Lori Nicolás F, Ibañez Augustin, Lavrador Rui, Fonseca Lucia, Santos Carlos, Travasso Rui, Pereira Artur, Rossetti Rosaldo, Sousa Nuno, Alves Victor
Algoritmi Centre, University of Minho, Braga, Portugal.
Laboratory of Neuroimaging and Neuroscience (LANEN), Institute of Translational and Cognitive Neuroscience (INCyT), INECO Foundation Rosario, Favaloro University, Rosario, Argentina.

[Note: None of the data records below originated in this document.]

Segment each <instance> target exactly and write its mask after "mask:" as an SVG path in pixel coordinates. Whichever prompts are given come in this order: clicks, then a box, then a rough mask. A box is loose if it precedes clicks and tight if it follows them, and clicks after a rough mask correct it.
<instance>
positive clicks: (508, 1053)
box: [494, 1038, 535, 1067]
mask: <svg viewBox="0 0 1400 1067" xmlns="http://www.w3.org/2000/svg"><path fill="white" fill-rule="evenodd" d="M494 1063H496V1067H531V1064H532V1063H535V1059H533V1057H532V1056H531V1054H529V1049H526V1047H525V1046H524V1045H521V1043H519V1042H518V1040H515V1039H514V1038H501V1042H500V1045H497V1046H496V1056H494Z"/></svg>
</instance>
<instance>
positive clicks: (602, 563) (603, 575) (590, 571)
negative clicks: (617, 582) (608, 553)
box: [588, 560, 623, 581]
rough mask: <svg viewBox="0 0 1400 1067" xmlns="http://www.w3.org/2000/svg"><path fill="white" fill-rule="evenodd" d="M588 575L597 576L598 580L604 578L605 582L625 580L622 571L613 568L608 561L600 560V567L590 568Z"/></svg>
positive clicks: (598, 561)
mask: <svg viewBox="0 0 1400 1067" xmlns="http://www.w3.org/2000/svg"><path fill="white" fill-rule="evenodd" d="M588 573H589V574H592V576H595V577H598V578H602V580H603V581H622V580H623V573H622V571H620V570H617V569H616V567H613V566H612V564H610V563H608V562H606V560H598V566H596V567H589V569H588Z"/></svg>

J Med Syst. 2016 Nov;40(11):243. doi: 10.1007/s10916-016-0594-2. Epub 2016 Sep 29.
High Angular Resolution Diffusion Imaging (HARDI) is a type of brain imaging that collects a very large amount of data, and if many subjects are considered then it amounts to a big data framework (e.g., the human connectome project has 20 Terabytes of data). HARDI is also becoming increasingly relevant for clinical settings (e.g., detecting early cerebral ischemic changes in acute stroke, and in pre-clinical assessment of white matter-WM anatomy using tractography). Thus, this method is becoming a routine assessment in clinical settings. In such settings, the computation time is critical, and finding forms of reducing the processing time in high computation processes such as Diffusion Spectrum Imaging (DSI), a form of HARDI data, is very relevant to increase data-processing speed. Here we analyze a method for reducing the computation time of the dMRI-based axonal orientation distribution function h by using Monte Carlo sampling-based methods for voxel selection. Results evidenced a robust reduction in required data sampling of about 50 % without losing signal's quality. Moreover, we show that the convergence to the correct value in this type of Monte Carlo HARDI/DSI data-processing has a linear improvement in data-processing speed of the ODF determination. Although further improvements are needed, our results represent a promissory step for future processing time reduction in big data.
高角分辨率扩散成像(HARDI)是一种脑成像技术,它会收集大量数据,如果考虑众多受试者,那么这就构成了一个大数据框架(例如,人类连接组计划有20太字节的数据)。HARDI在临床环境中也变得越来越重要(例如,在急性卒中中检测早期脑缺血变化,以及在使用纤维束成像对白质 - WM解剖结构进行临床前评估)。因此,这种方法正成为临床环境中的常规评估手段。在这种情况下,计算时间至关重要,在诸如扩散谱成像(DSI,一种HARDI数据形式)这样的高计算过程中找到减少处理时间的方法,对于提高数据处理速度非常重要。在这里,我们分析了一种通过基于蒙特卡罗采样的体素选择方法来减少基于扩散磁共振成像(dMRI)的轴突方向分布函数h的计算时间的方法。结果表明所需数据采样稳健减少了约50%,同时不损失信号质量。此外,我们表明在这种蒙特卡罗HARDI/DSI数据处理中向正确值的收敛在ODF确定的数据处理速度上有线性提升。尽管还需要进一步改进,但我们的结果代表了未来在大数据处理时间减少方面的一个有希望的进展。